Tuesday, December 2, 2014

NEWSPAPER FRIENDS: WHEN LIFE STOPS GIVING AND STARTS TAKING AWAY

UPDATE (1-8-2015): Queenie Pemelton, my friend and my Community Editor for the nearly 13 years I was editor of The Monitor, succumbed to her long battle with breast cancer this evening after more than a month in hospice care. Rest in Peace, Queenie. They simply don't make them like you anymore. 

UPDATE: Sometimes, there really is nothing I like better than good news. My friend, Monitor Community Editor Queenie Pemelton, after having her ventilator removed last night and breathing on her own, has taken a turn for the better. Perhaps prayers and well wishes do work. Either way, there now appears to be some reason for at least cautious optimism.

******


This morning I am reminded of an actually pretty poignant line from the last Indiana Jones movie, "Kingdom of the Crystal Skull:"

"We've reached the age where life stops giving us things and starts taking them away."

For the second time in less than a week, a newspaper friend could to be headed toward the final edition.

Last Wednesday, we lost longtime friend Larry Nighswander, who was my assistant managing editor for photo and design when I was managing editor of The Cincinnati Post, who died of a sudden heart attack. Larry was one of the media's best photo editors and visual educators of the past 30+ years.

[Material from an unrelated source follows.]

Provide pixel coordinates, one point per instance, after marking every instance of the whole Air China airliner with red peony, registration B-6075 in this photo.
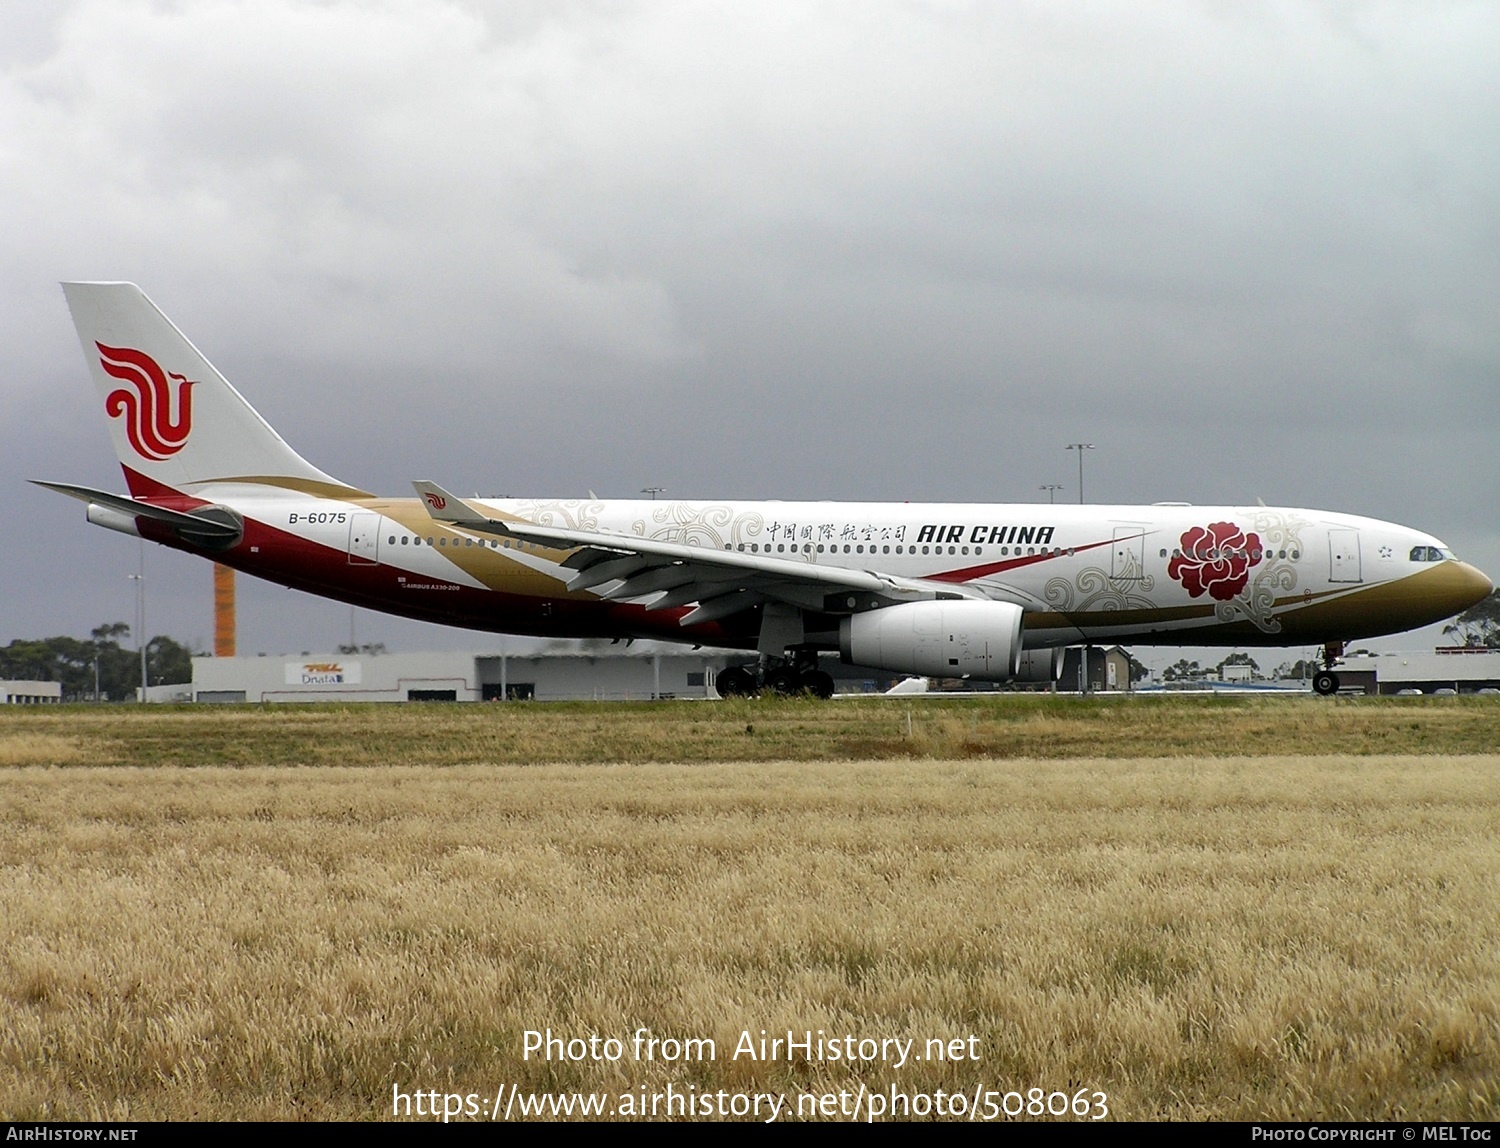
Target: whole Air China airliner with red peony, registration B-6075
(956, 591)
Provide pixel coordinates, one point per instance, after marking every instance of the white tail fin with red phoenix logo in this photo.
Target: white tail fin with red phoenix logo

Today, Queenie Pemelton, my community editor for the nearly 13 years I was editor of The Monitor, in McAllen, Texas, before my retirement last year, is hanging on by a thread at Rio Grande Regional Hospital. Like Larry, Queenie, 61, is a very special person.

She is a veteran of more than 30 years at The Monitor. And, although Queenie is not a "trained" (i.e., college graduate with a degree in journalism) journalist, she is nonetheless not only the news staffer best known to the public, she is probably the person whose name most often comes to mind when anyone in the public thinks of The Monitor.

For tens of thousands of full-time area residents and part-time "Winter Texans," Queenie -- who came to the newsroom from the back shop and got her journalism training on the job -- personifies The Monitor.

As community editor, a title I crafted for her years ago, her job for more than two decades has been to do the intake, editing and placement of the scores of press releases the newspaper receives every day from a wide variety of community people, groups and organizations from across The Monitor's circulation area, many of them hand delivered by the procession of mostly ordinary people who show up at her desk daily. Although most of these people could just as easily mail or email their press releases about a garden club meeting or a son or daughter receiving special honors at college or graduating from military boot camp, etc., they come in person because they love talking with Queenie, who always gives each of them a few minutes to chat despite her inordinately heavy workload created by the many press releases in need of editing.

To me, Queenie represents one of the things that I've always liked best about The Monitor -- it makes room daily to run many seemingly mundane community press releases dealing with the accomplishments and highly localized interests of thousands and thousands of readers and subscribers and does so not in some segregated "special" publication, but as part of the daily newspaper without in any way "harming" the paper's well-recognized professionalism.

I firmly believe that through her work, her character, her caring and her boundless love for the ordinary folks of the Rio Grande Valley, Queenie, for years, was highly instrumental in helping The Monitor stave off some of the precipitous circulation drops experienced by many other daily newspapers.

But for years now, Queenie has been waging war against breast cancer. For a while there, after several operation and much chemotherapy, many of us thought -- and hoped -- that she had won her battle. However, last week she suffered a seizure that again sent her to the hospital where she ended up being put on a ventilator. A CAT scan, according to information passed along to me, revealed that she had developed five brain tumors that have been ruled in operable.

Yesterday evening, the decision was made to remove the ventilator and although she was breathing on her own afterward, the prognosis is not good.

A mutual friend, who is keeping my updated via text messages, sent one last night that said: "Queenie is no longer the Queenie we know."

But, I beg to differ. Regardless of what happens next, in my mind, Queenie will ALWAYS be the Queenie I have known -- a very special person and a very special brand of journalist.